Then Dixie lifted his head and gazed questioningly before him, his ears pointed forward—sentient, strained—and whinnied shrill challenge. He hurried his steps, dragging Chub out of the beginnings of a dream. Vaughan straightened and took his hands from his pockets.

Out beyond the dim, wavering outline of the farthest post came answer to the challenge. A mysterious, vague shape grew impalpably upon the strained vision; a horse sneezed, then nickered eagerly. Vaughan drew up and waited.

“Hello!” he called cheerfully. “Pleasant day, this. Out for your health?”

The shape hesitated, as though taken aback by the greeting, and there was no answer.
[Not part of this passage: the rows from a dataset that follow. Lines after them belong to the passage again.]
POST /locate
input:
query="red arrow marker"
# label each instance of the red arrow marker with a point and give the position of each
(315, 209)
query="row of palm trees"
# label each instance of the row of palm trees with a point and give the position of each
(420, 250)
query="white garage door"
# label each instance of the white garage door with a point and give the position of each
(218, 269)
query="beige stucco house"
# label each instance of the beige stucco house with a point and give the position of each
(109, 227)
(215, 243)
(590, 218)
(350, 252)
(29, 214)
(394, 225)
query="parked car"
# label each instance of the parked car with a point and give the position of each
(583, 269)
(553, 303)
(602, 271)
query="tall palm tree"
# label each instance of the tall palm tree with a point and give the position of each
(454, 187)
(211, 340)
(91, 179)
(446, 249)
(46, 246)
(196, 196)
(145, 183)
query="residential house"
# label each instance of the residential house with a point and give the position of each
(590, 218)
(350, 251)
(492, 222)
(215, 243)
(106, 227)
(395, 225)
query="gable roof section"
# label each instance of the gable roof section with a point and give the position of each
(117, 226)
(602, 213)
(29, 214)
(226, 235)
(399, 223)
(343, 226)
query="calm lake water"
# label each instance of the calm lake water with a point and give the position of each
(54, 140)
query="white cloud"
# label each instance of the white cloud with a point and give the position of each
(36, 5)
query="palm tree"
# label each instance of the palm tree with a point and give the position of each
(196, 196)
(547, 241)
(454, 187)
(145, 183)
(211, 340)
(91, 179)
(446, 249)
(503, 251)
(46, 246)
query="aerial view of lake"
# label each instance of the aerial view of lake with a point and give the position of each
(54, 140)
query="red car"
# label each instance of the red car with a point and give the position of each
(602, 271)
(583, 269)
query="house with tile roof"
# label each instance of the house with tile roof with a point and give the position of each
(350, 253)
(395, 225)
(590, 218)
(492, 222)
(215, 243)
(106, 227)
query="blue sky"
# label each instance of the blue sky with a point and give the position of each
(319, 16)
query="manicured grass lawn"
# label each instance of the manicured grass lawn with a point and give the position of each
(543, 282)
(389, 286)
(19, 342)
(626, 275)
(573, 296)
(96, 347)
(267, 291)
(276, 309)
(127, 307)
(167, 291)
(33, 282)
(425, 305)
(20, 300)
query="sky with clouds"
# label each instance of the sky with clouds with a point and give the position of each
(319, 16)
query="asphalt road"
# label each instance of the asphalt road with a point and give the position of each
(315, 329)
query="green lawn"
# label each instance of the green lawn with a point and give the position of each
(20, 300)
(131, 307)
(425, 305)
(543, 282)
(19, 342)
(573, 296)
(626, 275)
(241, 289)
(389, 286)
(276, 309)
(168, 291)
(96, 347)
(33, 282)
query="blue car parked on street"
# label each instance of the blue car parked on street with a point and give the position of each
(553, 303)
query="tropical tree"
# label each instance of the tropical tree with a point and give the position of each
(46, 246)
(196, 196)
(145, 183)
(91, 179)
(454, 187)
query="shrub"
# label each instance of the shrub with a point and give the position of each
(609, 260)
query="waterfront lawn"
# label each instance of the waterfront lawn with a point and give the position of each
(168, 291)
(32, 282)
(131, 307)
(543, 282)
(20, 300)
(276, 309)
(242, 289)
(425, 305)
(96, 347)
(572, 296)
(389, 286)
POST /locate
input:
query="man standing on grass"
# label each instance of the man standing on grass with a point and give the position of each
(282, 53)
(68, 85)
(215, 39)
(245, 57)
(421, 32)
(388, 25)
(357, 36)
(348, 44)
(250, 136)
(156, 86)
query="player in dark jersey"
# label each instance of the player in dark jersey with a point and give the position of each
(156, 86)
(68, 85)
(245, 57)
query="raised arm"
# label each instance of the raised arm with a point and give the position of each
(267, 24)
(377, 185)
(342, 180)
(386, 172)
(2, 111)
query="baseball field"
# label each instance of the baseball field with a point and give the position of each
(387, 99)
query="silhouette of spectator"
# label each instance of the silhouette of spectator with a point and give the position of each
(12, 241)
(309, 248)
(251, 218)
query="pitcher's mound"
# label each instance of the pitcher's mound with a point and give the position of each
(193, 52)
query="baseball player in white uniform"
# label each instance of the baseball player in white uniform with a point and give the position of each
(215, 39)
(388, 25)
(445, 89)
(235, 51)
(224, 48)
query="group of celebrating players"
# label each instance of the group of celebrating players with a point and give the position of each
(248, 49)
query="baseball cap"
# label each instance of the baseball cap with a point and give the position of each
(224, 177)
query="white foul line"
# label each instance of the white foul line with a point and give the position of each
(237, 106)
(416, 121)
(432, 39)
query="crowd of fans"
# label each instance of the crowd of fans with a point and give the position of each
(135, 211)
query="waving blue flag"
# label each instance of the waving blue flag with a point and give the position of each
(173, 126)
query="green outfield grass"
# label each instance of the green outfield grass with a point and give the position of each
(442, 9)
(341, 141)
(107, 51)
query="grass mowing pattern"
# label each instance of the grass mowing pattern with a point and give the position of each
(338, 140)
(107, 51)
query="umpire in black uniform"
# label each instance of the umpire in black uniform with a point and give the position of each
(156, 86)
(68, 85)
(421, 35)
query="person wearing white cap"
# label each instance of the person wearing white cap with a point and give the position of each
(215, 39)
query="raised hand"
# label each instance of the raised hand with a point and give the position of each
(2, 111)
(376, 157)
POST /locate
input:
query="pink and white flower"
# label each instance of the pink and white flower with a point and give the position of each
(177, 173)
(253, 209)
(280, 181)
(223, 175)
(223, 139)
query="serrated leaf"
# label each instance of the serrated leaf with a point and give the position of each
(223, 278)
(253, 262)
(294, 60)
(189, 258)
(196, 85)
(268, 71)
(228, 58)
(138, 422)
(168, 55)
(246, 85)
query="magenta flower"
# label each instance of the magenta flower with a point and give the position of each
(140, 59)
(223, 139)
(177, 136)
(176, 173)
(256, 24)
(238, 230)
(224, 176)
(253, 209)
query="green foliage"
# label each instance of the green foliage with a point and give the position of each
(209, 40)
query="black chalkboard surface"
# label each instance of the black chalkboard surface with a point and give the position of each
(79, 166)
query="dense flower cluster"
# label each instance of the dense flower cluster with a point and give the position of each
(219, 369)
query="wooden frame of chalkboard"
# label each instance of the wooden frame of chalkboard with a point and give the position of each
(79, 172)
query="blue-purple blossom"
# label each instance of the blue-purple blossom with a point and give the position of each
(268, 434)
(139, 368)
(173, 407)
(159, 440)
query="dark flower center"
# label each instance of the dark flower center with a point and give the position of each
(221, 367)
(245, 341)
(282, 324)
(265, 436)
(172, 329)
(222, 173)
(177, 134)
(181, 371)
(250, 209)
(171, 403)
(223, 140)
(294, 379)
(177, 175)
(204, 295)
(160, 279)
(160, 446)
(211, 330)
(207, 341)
Vaughan, puzzled, rode closer.

“Say, don't talk so fast!” he yelled. “I can't follow yuh.”

“Who—who is it?” The voice sounded perturbed; and it was, moreover, the voice of a woman.

Vaughan pulled up short and swore into his collar. Women are not, as a rule, to be met out on the blank prairie in a blizzard. His voice, when he spoke again, was not ironical, as it had been; it was placating.

“I beg your pardon,” he said. “I thought it was a man. I'm looking for the Cross L; you don't happen to know where it is, do yuh?”

“No—I don't,” she declared dismally. “I don't know where any place is. I'm teaching school in this neighborhood—or in some other. I was going to spend Sunday with a friend, but this storm came up, and I'm—lost.”

“Same here,” said Rowdy pleasantly, as though being lost was a matter for congratulation.